- Born: August 13, 1978 Memphis, Tennessee, US
- Died: December 31, 2005 (aged 27)
- Occupation: Drag queen

= Tandi Iman Dupree =

American drag queen

Tandi Iman Dupree (August 14, 1978 - December 31, 2005) was an American drag queen best known for her "Wonder Woman" performance to "Holding Out for a Hero" at the Miss Gay Black America pageant in 2001, the video of which went on to become an Internet viral hit after it was uploaded to YouTube in 2009.

==Biography==
Dupree was born and raised in Memphis, Tennessee. Dupree began her dance career in high school when she was co-captain of the majorette squad until her graduation. She first began competing at the N-Cognito nightclub in Memphis, where she created original routines with other dancers in the area. Dupree's drag mother was Tamisha Iman. Dupree died from complications of AIDS in December 2005.

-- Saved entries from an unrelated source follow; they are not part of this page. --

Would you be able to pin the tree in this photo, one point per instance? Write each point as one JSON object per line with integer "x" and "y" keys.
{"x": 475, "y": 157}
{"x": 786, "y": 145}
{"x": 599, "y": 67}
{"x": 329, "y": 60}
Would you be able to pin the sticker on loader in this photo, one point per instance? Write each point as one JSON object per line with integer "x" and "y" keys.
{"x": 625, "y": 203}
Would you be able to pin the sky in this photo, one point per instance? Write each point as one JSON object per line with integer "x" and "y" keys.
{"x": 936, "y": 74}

==2001 Miss Gay Black America pageant==
At the 2001 Miss Gay Black America pageant, Dupree and her dance partner Dee St. James performed a routine to the song "Holding Out for a Hero" by Bonnie Tyler. During the performance, Dupree was dressed as Wonder Woman, with St. James dressed as Superman. Dupree notably entered the performance by dropping from the ceiling, landing on the stage, breaking the heel of her shoe in a split. In 2009, this video was uploaded to YouTube, where it went viral.

==Accolades==
Jake Coyle, an entertainment reporter for The Associated Press, described Dupree’s stage entrance at the 2001 pageant as the greatest entrance of all time.

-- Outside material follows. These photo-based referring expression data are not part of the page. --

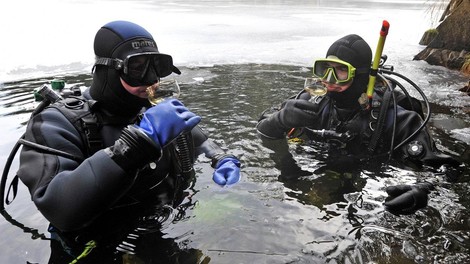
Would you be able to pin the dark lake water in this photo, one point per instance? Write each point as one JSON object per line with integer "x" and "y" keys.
{"x": 239, "y": 58}
{"x": 334, "y": 214}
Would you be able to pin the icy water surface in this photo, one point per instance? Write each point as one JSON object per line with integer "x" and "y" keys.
{"x": 238, "y": 58}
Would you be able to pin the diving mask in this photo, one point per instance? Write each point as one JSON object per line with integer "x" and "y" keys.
{"x": 334, "y": 70}
{"x": 143, "y": 68}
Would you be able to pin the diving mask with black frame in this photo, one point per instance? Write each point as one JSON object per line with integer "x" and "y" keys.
{"x": 334, "y": 70}
{"x": 140, "y": 69}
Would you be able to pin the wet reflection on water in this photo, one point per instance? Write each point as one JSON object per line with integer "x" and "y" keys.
{"x": 306, "y": 207}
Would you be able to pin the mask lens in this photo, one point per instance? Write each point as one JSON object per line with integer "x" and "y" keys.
{"x": 137, "y": 66}
{"x": 341, "y": 71}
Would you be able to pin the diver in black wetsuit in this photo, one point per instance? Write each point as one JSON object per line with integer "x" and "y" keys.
{"x": 355, "y": 130}
{"x": 122, "y": 158}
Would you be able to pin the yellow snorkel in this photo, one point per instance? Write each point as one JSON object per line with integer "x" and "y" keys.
{"x": 378, "y": 55}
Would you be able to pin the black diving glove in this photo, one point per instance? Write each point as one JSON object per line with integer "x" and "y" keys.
{"x": 133, "y": 149}
{"x": 297, "y": 113}
{"x": 406, "y": 199}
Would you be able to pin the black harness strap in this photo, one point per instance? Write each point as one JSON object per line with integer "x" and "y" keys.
{"x": 380, "y": 120}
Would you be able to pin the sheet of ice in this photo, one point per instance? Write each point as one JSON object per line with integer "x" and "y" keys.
{"x": 48, "y": 37}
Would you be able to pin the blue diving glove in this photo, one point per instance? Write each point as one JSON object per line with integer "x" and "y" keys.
{"x": 167, "y": 120}
{"x": 227, "y": 171}
{"x": 406, "y": 199}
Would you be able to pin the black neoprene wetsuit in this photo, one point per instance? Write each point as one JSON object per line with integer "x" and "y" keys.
{"x": 75, "y": 195}
{"x": 356, "y": 124}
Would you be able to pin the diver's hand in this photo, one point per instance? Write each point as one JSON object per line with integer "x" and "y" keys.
{"x": 406, "y": 199}
{"x": 227, "y": 171}
{"x": 165, "y": 121}
{"x": 297, "y": 113}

The Dallas Voice expressed admiration for Dupree’s performance at the 2001 pageant, particularly describing the stage entrance as the "Best Drag Queen Entrance Ever."

==Influence on popular culture==
Dupree's performance at the 2001 pageant inspired a tribute on the television series Glee, where Kitty Wilde began her dance performance to "Holding Out for a Hero" by landing on the floor in a split, an imitation of Dupree's performance at the 2001 pageant. In its review of the Glee episode, Out magazine referred to Dupree's stage entry as an "epic entrance."

Dupree's performance was referenced in episode three of the thirteenth season of RuPaul's Drag Race, in which Dupree's drag mother, Tamisha Iman, is a competitor. Kate Kulzick of The AV Club described the acknowledgement of Dupree's legacy as "wonderful to see".